Moving TopN Functions (mTopN functions)
For calculations on the top N elements in a sliding window, moving topN (mTopN) functions are introduced to DolphinDB. Moving TopN functions sort the data based on the specified index, and obtain the top N elements in each sliding window for calculation.
Introduction
-
Higher-order function aggrTopN:
aggrTopN(func, funcArgs, sortingCol, top, [ascending=true])
-
Syntax templates for mTopN functions:
mTopN(X, S, window, top, [ascending=true], [tiesMethod]) mTopN(X, Y, S, window, top, [ascending=true], [tiesMethod])
Parameters:
X (Y) is a numeric vector or matrix.
S is a numeric/temporal vector or matrix, based on which X are sorted.
window is an integer greater than 1, indicating the sliding window size.
top is an integer in (1, window], indicating the first top elements of X after sorted based on S.
ascending (optional) is a Boolean value indicating whether to sort S in ascending order. The default value is true.
tiesMethod (optional) is a string that specifies how to select elements if there are more elements with the same value than spots available in the top N after sorting X within a sliding window. It can be:-
'oldest': select elements starting from the earliest entry into the window;
-
'latest': select elements starting from the latest entry into the window;
-
'all': select all elements.
Note: For backward compatibility, the default value of tiesMethod is 'oldest' for the following functions:mstdTopN
,mstdpTopN
,mvarTopN
,mvarpTopN
,msumTopN
,mavgTopN
,mwsumTopN
,mbetaTopN
,mcorrTopN
,mcovarTopN
; For the remaining mTopN functions, the default value of tiesMethod is 'latest'. -
List of Functions
mTopN(X, S, window, top, [ascending=true], [tiesMethod])
msumTopN, mavgTopN, mstdTopN, mstdpTopN, mvarTopN, mvarpTopN, mskewTopN, mkurtosisTopN, mpercentileTopN
mTopN(X, Y, S, window, top, [ascending=true], [tiesMethod])
Windowing Logic
Within a sliding window of given length (measured by the number of elements), the function stably sorts X (or X, Y) by S in the order specified by ascending, then obtains the first top elements for calculation.
Note: NULL values in S are ignored in data sorting.
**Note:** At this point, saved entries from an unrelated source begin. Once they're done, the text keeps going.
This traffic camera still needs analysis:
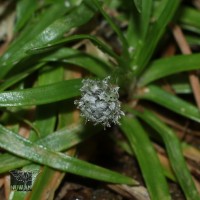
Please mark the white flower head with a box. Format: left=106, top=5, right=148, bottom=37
left=74, top=76, right=124, bottom=128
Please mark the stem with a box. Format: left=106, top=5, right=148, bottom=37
left=172, top=25, right=200, bottom=110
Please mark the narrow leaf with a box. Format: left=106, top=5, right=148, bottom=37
left=166, top=74, right=192, bottom=94
left=15, top=0, right=37, bottom=32
left=28, top=34, right=120, bottom=62
left=134, top=109, right=200, bottom=200
left=0, top=124, right=97, bottom=173
left=0, top=0, right=96, bottom=79
left=133, top=0, right=142, bottom=12
left=180, top=6, right=200, bottom=34
left=0, top=124, right=136, bottom=185
left=139, top=53, right=200, bottom=86
left=140, top=0, right=153, bottom=39
left=0, top=63, right=44, bottom=92
left=121, top=117, right=170, bottom=200
left=0, top=79, right=82, bottom=107
left=91, top=0, right=129, bottom=57
left=10, top=67, right=62, bottom=200
left=131, top=0, right=180, bottom=75
left=136, top=85, right=200, bottom=123
left=41, top=48, right=111, bottom=77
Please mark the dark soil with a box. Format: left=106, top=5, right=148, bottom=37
left=55, top=129, right=186, bottom=200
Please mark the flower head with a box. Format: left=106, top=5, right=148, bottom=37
left=74, top=76, right=124, bottom=127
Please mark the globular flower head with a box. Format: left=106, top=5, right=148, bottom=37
left=74, top=76, right=125, bottom=128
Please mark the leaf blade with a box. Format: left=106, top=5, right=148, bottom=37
left=0, top=124, right=136, bottom=185
left=0, top=79, right=82, bottom=107
left=133, top=0, right=142, bottom=12
left=131, top=0, right=180, bottom=75
left=0, top=0, right=96, bottom=79
left=41, top=48, right=112, bottom=77
left=121, top=116, right=171, bottom=200
left=136, top=85, right=200, bottom=123
left=139, top=53, right=200, bottom=86
left=15, top=0, right=37, bottom=32
left=134, top=109, right=200, bottom=200
left=0, top=124, right=96, bottom=173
The following example uses function msumTopN:
X = [2, 1, 5, 3, 4, 3, 1, 9, 0, 5, 2, 3]
S = [5, 8, 1, 9, 7, 3, 1, NULL, 0, 8, 7, 7]
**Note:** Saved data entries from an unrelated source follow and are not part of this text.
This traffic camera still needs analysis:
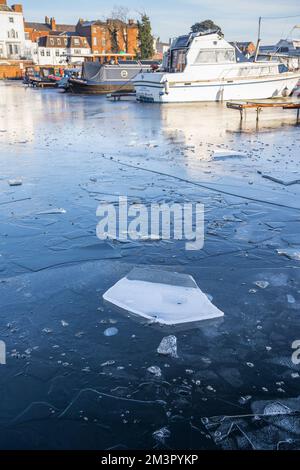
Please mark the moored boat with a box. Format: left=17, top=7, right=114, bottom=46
left=133, top=29, right=300, bottom=103
left=68, top=59, right=159, bottom=94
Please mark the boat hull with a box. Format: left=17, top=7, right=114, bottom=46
left=134, top=73, right=300, bottom=103
left=69, top=79, right=135, bottom=95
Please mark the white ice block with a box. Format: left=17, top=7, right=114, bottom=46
left=103, top=268, right=224, bottom=325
msumTopN(X, S, window=6, top=3)
// output
[2,3,8,8,11,10,9,9,4,4,4,3]
In the following figure, the elements of X are sorted based on S in ascending order in a sliding window of length 6, and the first 3 elements are selected for calculation. For the first top windows, all the elements are taken for calculation. Therefore, the figure illustrates the rules starting from the top + 1 window.
The following examples show the usage of parameter tiesMethod:
X = [2, 1, 4, 3, 4, 3, 1]
S = [5, 8, 1, 1, 1, 3, 1]
// For the last window, there are four elements of value 1
// As tiesMethod is not specified, the default 'oldest' is used, meaning the first 3 occurrences of 1 (corresponding to 4, 3, 4 of X) are selected
msumTopN(X, S, window=6, top=3)
// output
[2,3,7,9,11,11,11]
// As tiesMethod is set to 'latest', the latest 3 occurrences of 1 (corresponding to 3, 4, 1 of X) are selected
msumTopN(X, S, window=6, top=3, tiesMethod=`latest)
// output
[2,3,7,9,11,11,8]
// As tiesMethod is set to 'all', all the occurrences of 1 (corresponding to 4, 3, 4, 1 of X) are selected
msumTopN(X, S, window=6, top=3, tiesMethod=`all)
// output
[2,3,7,9,11,11,12]